If you or your family love tuna, you can drain and mix a small can of tuna into the bean salad. It’s delicious that way too!

Here is the vegan recipe:

Shallot vinaigrette:

1/4 cup olive oil

Juice of one lemon

1 tsp dijon mustard

5 springs of fresh basil chopped

5 sprigs of Italian parsley chopped

1/2 of a shallot, finely diced

A pinch of salt

Whisk ingredients together and set aside.

Bean Salad:

15oz can of white beans, Cannellini, or Great Northern

1 celery stalk, petite diced

Handful of basil chopped

1/4 c red onion or green onion, petite diced

1 tbsp shallot dressing

2 tbsp capers, drained

Mix ingredients. Add 1 tbsp of vinaigrette. Set aside to marinate.

While your bean salad is marinating, prepare the salad.

Salad:

8 petite red potatoes

12oz bag of fresh green beans, washed and trimmed

1 cup cherry tomatoes, sliced in half

10 Niçoise olives or Kalamata olives

2 hearts of palm, sliced

3 cups spinach washed and ready to serve

1c cup arugula washed and ready to serve

Boil red potatoes. I like to boil and then broil the potatoes in a hot oven or air fryer to make them crisp, but the extra work is optional. While potatoes are boiling, wash the spinach and arugula. Place in a medium mixing bowl. Add 1 tbsp of dressing, toss together, and set aside.

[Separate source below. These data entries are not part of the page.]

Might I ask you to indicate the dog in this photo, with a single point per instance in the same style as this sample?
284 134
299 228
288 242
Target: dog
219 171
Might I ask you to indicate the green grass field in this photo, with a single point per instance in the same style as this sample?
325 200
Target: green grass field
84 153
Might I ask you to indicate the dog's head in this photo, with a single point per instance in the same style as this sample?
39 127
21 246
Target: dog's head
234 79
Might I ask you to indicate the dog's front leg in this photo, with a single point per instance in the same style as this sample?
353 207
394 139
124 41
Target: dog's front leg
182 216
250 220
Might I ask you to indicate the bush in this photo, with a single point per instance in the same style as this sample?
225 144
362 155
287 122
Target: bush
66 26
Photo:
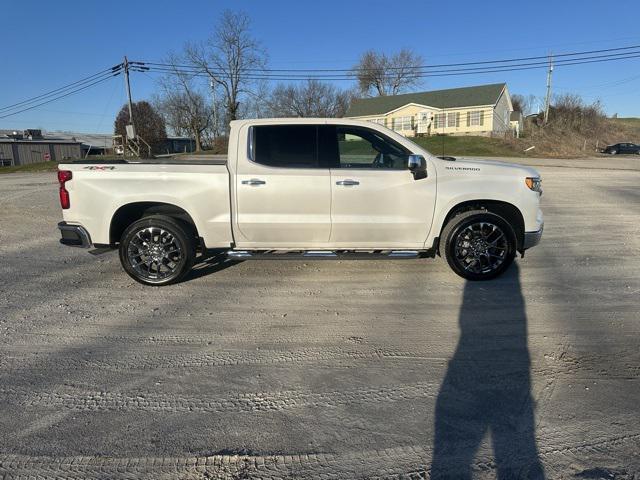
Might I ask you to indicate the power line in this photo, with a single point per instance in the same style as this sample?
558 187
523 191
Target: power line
544 58
102 73
437 73
72 92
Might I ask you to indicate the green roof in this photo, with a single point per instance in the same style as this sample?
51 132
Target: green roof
450 98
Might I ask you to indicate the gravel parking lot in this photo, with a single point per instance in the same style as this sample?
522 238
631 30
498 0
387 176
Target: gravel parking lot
334 369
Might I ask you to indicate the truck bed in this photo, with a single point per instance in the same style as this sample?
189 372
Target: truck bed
183 160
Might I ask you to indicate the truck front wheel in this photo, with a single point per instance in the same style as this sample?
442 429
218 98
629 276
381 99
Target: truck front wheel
157 250
478 245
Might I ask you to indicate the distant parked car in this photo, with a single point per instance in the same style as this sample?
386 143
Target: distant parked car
622 148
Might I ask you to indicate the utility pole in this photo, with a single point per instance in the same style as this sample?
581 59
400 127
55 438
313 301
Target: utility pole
126 79
547 101
215 108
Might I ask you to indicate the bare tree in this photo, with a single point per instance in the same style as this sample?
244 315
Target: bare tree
311 99
184 107
379 74
231 58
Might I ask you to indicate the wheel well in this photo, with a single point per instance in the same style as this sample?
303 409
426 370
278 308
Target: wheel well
509 212
127 214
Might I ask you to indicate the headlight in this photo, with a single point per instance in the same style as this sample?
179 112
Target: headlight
534 183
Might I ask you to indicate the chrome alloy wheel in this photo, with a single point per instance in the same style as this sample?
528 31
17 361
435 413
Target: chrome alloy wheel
154 253
481 247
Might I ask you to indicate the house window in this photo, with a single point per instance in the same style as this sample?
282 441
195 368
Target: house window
402 123
453 119
475 118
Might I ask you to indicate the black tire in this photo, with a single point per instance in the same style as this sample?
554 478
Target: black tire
473 235
158 240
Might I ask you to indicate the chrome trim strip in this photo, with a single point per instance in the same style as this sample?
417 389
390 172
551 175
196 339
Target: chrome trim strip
531 239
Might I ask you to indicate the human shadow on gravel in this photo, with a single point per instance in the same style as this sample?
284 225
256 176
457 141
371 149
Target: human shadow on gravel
487 387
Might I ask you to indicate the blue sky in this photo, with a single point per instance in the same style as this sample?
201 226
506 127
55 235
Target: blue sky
51 44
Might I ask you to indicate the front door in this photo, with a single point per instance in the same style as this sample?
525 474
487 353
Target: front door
283 194
376 203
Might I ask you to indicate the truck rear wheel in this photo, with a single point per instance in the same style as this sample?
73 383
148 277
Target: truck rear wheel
478 245
157 250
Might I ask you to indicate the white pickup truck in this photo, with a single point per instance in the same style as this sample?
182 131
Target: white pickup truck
310 188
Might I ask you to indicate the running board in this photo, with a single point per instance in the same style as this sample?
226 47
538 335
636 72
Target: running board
326 255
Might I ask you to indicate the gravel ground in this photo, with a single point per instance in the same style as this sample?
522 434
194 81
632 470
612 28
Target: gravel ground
335 369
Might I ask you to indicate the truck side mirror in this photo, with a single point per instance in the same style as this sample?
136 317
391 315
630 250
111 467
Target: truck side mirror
417 166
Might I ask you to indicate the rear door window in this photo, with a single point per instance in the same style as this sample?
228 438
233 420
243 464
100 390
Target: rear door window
286 146
364 148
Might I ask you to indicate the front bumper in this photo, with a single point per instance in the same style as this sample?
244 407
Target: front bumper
74 235
531 239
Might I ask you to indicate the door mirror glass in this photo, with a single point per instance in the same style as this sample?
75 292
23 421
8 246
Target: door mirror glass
418 166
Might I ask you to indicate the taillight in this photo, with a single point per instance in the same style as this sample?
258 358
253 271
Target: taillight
63 177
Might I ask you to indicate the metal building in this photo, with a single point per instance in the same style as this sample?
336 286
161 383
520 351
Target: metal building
30 146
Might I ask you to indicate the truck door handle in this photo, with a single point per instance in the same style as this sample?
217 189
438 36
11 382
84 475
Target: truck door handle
253 181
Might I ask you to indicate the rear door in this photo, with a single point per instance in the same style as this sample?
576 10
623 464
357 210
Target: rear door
376 202
283 194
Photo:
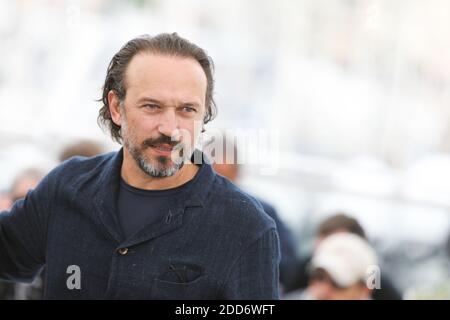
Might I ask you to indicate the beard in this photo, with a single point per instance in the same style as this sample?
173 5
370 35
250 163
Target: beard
157 166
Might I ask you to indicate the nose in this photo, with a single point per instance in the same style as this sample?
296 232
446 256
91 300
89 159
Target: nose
168 123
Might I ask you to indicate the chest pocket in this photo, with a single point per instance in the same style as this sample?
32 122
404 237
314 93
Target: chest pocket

Boil water in a medium pot to blanch the green beans. When water is boiling, drop the greens beans into boiling water. When green beans turn bright green, remove and place in an ice bath to cool and preserve the beautiful color.

Arrange greens on a plate, add bean salad, potatoes, green beans, tomatoes, olives, hearts of palm, and remaining vinaigrette on the side. Enjoy! Serves 2.